Wednesday, June 1, 2011/lk
I remember as a youngster playing the game "Operator." Some called it other names, but that is the name of the game I remember.
The goal of the game was to teach youngsters that a person can say something and by the time the word is spread to others, something entirely different is understood.
It was a lesson about gossip.
Unfortunately, this world is filled with gossip. A person can share information with another and by the time it reaches the ears of an entirely different party, the information is so misconstrued that real relationships can be damaged.
With this knowledge in hand, I try to carefully choose my words. If someone shares information with me that may be offensive, I try to go to the source to find out if I am wrong in being offended.
Most times, I shrug off what might be gossip. It is in discerning the matter that I must carefully think about the information presented to me and weigh its importance in my life.
If it doesn't directly impact me, it isn't my business. If it does directly impact me, I must go directly to the supposed source.
Recently, a family I know was negatively impacted because of misconstrued information.
The source, I'll call her Sue, was asked how her family members were doing. Sue said there were some concerns. Her brother and sister-in-law were barely able to see one another because their work schedules conflicted.

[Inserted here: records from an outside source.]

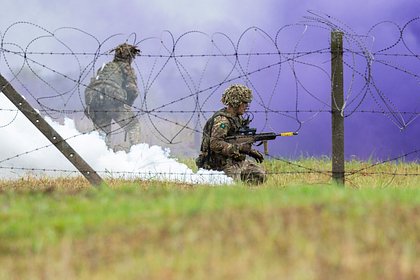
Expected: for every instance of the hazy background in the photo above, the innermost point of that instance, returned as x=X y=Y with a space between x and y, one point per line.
x=223 y=27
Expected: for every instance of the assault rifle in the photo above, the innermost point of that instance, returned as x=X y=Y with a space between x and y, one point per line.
x=250 y=135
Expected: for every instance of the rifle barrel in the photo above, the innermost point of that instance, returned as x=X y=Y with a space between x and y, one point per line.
x=287 y=134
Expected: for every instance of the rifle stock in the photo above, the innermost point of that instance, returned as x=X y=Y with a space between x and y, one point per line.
x=252 y=138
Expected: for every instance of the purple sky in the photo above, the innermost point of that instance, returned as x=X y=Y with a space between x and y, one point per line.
x=367 y=134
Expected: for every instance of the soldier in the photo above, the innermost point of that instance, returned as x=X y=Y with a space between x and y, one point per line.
x=216 y=153
x=111 y=94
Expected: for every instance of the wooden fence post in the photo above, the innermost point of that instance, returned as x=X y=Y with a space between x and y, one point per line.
x=49 y=132
x=337 y=103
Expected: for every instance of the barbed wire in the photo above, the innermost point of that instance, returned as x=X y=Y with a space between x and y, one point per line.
x=35 y=71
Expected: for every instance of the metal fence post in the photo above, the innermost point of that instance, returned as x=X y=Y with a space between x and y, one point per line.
x=337 y=103
x=49 y=132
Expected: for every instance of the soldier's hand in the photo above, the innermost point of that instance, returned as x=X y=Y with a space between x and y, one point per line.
x=256 y=155
x=245 y=148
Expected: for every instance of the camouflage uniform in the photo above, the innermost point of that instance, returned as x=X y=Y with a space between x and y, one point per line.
x=111 y=94
x=217 y=154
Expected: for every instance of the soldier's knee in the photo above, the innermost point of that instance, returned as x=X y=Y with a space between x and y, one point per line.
x=254 y=177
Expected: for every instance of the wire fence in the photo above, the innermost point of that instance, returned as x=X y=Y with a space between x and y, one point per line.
x=181 y=79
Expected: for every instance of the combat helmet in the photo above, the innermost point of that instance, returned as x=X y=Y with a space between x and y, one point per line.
x=125 y=52
x=236 y=94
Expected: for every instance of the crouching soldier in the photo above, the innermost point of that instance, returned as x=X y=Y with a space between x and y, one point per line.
x=217 y=153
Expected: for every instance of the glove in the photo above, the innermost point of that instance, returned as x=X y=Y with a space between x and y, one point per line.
x=256 y=155
x=245 y=148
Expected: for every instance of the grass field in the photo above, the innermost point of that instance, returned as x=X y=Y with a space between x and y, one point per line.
x=296 y=226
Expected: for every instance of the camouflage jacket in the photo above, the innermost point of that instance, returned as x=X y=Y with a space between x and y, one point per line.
x=117 y=80
x=216 y=153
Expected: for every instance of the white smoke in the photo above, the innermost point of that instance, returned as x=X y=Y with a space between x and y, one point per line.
x=24 y=150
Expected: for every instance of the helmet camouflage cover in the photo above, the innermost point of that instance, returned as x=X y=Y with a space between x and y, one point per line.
x=236 y=94
x=126 y=52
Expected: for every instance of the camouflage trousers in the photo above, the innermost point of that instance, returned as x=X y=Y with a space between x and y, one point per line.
x=247 y=171
x=124 y=117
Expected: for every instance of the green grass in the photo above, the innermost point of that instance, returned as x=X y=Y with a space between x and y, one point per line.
x=296 y=226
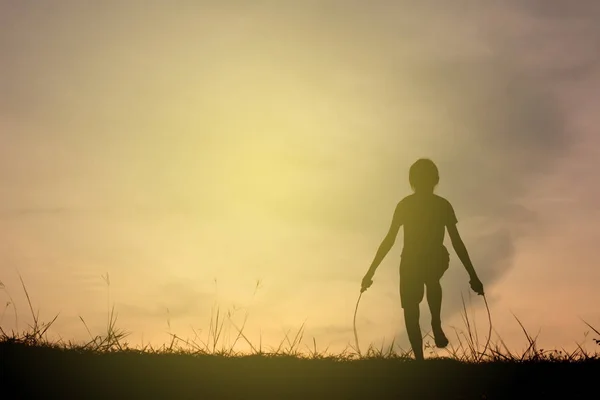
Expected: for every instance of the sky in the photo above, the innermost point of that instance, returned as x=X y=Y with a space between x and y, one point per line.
x=249 y=155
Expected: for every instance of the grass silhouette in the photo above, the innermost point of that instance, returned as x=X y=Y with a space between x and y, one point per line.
x=106 y=366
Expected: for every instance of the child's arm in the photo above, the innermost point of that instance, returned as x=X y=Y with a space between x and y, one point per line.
x=387 y=242
x=461 y=252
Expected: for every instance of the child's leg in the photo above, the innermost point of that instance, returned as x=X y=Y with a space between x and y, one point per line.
x=411 y=319
x=434 y=300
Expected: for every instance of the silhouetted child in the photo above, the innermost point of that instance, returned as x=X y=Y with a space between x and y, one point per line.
x=425 y=259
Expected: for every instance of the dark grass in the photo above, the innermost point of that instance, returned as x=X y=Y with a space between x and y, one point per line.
x=106 y=367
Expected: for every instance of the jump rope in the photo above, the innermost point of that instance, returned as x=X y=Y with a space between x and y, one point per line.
x=486 y=307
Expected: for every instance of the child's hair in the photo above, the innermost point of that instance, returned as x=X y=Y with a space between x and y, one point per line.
x=423 y=175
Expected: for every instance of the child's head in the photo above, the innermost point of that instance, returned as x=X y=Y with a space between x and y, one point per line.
x=423 y=175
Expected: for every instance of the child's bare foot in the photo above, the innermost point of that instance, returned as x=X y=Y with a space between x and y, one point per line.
x=440 y=338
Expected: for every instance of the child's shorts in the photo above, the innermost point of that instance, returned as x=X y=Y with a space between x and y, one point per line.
x=418 y=272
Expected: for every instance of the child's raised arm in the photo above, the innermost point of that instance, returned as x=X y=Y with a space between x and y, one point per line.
x=385 y=245
x=461 y=252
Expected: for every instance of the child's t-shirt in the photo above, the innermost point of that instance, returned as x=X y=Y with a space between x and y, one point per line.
x=425 y=217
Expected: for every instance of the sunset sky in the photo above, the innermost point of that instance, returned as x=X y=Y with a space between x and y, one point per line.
x=191 y=148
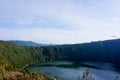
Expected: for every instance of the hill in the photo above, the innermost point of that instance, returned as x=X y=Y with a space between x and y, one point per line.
x=101 y=51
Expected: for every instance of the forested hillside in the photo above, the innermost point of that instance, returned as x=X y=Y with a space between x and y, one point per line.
x=21 y=56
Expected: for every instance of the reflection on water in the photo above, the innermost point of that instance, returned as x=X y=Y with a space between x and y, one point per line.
x=70 y=71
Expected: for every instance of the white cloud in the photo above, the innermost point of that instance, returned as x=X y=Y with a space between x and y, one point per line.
x=59 y=21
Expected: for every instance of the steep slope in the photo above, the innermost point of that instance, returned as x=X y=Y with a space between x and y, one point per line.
x=101 y=51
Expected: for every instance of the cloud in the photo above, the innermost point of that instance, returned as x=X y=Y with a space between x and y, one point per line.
x=59 y=21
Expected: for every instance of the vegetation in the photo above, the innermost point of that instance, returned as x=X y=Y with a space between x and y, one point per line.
x=14 y=57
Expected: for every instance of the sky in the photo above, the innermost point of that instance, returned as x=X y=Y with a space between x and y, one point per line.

Sue told the "inquiring mind" her brother was considering leaving his job if he wasn't able to change his schedule. He wanted to see his wife more often.
The information was passed along, and the couple was informed Sue was saying they wanted a divorce.
The couple and the remaining family members were angry with Sue and failed to ask her what she actually said.
Fortunately, most families don't take gossip at face value. Most families realize information can be twisted and consider the true heart of the original source.
However, there can be severe consequences in any relationship when we choose to believe third party entities.
So, when you hear a bit of information, and it hasn't come "from the horse's mouth," consider the source and talk to them personally about the matter before jumping to conclusions. Don't let gossip derail your relationships.